И вот, уже в самолете фея, усаживаясь в свое кресло в салоне первого класса – а феи, как я тоже, впрочем, уже говорила, совершенно не чуждаются комфорта и любят получать его во всех доступных им формах – внезапно почувствовала, что слон у нее за плечом совершает какие-то странные и казалось бы, ненужные в данный момент перемещения. После пережитого фея, надо сказать, очень внимательно следила за всеми передвижениями слона в пространстве. И вот теперь этот слон, ни с того ни с сего, по совершенно собственной инициативе вышел у феи из-за спины и направился к соседнему ряду кресел, где фея тут же, проследив направление его движения, с несвойственным для себя ужасом узнала ту мрачную женщину из уже забытого ей ресторана, с которой ее слон провел столько потерянного времени... То есть, конечно, сперва фея узнала не женщину, а ту самую сумку из очень приличных, и только потом уже собственно женщину, и даже не узнала, а, скорее, догадалась, что это та самая женщина, потому что никакой памяти на человеческие лица у фей, естественно, нет, да и способностей к дедукции, в общем, тоже. Но в таких непредвиденных, если не сказать – совершенно кошмарных обстоятельствах даже у фей просыпается, очевидно, не только несуществующая память, но и какие-то иные внутренние резервы.
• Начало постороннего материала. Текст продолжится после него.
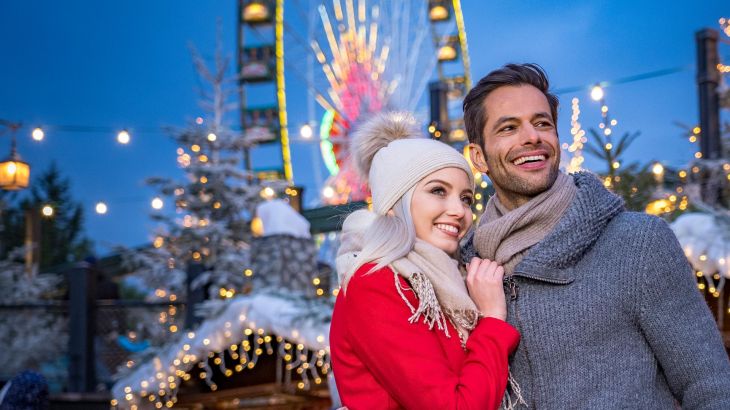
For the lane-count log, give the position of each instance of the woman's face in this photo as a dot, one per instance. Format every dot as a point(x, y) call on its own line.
point(441, 208)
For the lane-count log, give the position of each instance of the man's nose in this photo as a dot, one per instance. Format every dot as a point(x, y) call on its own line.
point(530, 135)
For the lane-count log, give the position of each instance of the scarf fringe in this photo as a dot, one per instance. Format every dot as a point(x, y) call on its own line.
point(508, 403)
point(430, 309)
point(428, 305)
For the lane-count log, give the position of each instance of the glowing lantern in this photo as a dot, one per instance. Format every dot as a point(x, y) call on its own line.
point(256, 12)
point(438, 12)
point(14, 173)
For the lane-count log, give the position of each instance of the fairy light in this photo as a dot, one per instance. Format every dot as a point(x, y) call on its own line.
point(576, 147)
point(38, 134)
point(101, 208)
point(47, 211)
point(157, 203)
point(123, 137)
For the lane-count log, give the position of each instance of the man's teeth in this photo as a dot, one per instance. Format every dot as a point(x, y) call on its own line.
point(447, 228)
point(522, 160)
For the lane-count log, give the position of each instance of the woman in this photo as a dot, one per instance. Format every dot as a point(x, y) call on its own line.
point(405, 332)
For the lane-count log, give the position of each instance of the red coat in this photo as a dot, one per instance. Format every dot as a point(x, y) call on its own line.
point(381, 361)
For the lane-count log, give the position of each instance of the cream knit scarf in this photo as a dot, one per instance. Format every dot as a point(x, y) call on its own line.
point(433, 275)
point(505, 235)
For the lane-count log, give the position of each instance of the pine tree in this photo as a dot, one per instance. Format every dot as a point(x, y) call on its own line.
point(214, 204)
point(61, 235)
point(634, 182)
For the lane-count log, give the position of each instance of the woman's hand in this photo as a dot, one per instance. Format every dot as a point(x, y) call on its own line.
point(484, 281)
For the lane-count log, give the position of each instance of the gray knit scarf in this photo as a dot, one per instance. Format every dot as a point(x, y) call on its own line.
point(505, 235)
point(433, 275)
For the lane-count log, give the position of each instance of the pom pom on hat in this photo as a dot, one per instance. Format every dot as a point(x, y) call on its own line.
point(377, 132)
point(389, 150)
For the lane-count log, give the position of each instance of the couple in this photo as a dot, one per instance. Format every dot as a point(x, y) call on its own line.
point(565, 300)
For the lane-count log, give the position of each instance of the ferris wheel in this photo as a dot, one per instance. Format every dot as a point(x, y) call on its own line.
point(355, 57)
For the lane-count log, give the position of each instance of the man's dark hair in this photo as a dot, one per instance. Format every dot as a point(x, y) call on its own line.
point(475, 118)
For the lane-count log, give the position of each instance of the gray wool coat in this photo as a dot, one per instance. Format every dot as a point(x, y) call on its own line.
point(610, 315)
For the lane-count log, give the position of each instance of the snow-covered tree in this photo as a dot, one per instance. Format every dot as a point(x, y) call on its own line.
point(214, 203)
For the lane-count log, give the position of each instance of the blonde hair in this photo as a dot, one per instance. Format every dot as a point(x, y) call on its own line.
point(389, 237)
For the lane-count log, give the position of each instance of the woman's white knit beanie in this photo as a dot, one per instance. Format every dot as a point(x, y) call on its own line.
point(389, 150)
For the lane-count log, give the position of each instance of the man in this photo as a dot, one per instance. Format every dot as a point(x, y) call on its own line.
point(605, 300)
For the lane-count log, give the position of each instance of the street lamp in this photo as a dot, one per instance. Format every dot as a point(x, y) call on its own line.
point(14, 173)
point(256, 12)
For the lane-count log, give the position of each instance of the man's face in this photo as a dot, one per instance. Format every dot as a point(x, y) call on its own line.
point(521, 152)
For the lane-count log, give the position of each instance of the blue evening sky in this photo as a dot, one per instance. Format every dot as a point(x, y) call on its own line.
point(126, 64)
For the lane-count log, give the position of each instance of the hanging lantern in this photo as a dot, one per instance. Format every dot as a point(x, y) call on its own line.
point(14, 173)
point(256, 12)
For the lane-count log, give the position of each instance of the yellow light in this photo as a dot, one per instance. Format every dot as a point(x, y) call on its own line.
point(157, 203)
point(658, 169)
point(597, 93)
point(14, 174)
point(38, 134)
point(101, 208)
point(255, 12)
point(47, 211)
point(123, 137)
point(306, 131)
point(267, 193)
point(658, 207)
point(447, 53)
point(438, 13)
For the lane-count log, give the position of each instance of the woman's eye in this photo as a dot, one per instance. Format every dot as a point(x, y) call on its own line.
point(438, 191)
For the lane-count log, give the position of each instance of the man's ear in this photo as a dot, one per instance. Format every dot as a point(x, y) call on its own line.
point(477, 158)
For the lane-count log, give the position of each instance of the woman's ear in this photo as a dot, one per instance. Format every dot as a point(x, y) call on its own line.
point(478, 159)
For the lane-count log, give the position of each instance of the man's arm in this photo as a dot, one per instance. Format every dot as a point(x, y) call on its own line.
point(678, 324)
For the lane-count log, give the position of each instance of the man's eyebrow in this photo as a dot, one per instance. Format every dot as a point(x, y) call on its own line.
point(502, 120)
point(542, 114)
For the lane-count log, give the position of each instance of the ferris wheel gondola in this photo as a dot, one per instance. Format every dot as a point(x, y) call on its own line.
point(373, 54)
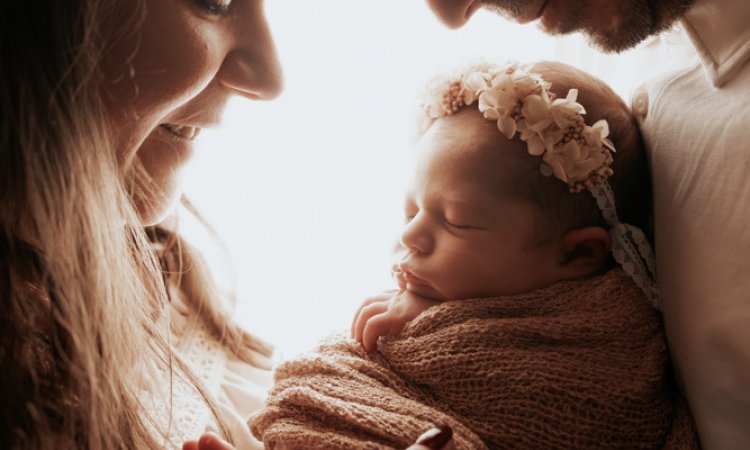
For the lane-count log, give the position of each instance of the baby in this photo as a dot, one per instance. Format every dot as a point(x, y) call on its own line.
point(525, 315)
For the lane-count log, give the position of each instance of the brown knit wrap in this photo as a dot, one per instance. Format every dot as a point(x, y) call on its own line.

У феи внутри замерло отсутствующее сердце. Слона, если ему что-то придет в его невидимо-счастливую голову, нельзя заставить, нельзя вернуть, нельзя переубедить. Вот он решит сейчас по каким-то неведомым никому причинам уйти от нее, своей феи, и остаться жить с этой человеческой женщиной в кресле – и все, и она ничего не сможет с этим поделать, разве что самой стать невидимой, превратиться в незримого близнеца этой женщины и существовать с ними втроем, всегда втроем, всю жизнь, как Орест с Пиладом и Ифигенией. Впрочем, совершенно неясно, при чем вообще тут какая-то Ифигения, ну разве что только для того, чтобы подчеркнуть общую нелепость происходящего...
Но ничего не произошло. Слон постоял немного у женщины за спиной, подышал своим счастливым теплом ей в затылок, взъерошил невидимым хоботом ее темно-рыжие волосы – и, оставшись незамеченным, вернулся обратно к фее, в свой привычный волшебно-эфирный мир. Фея, у которой в этот момент заметно отлегло от того, что можно было бы назвать сердцем, не будь она существом эфирной природы, рухнула в кресло и со счастливо-изнеможденным облегчением закрыла глаза. Самолет выруливал на взлетную дорожку.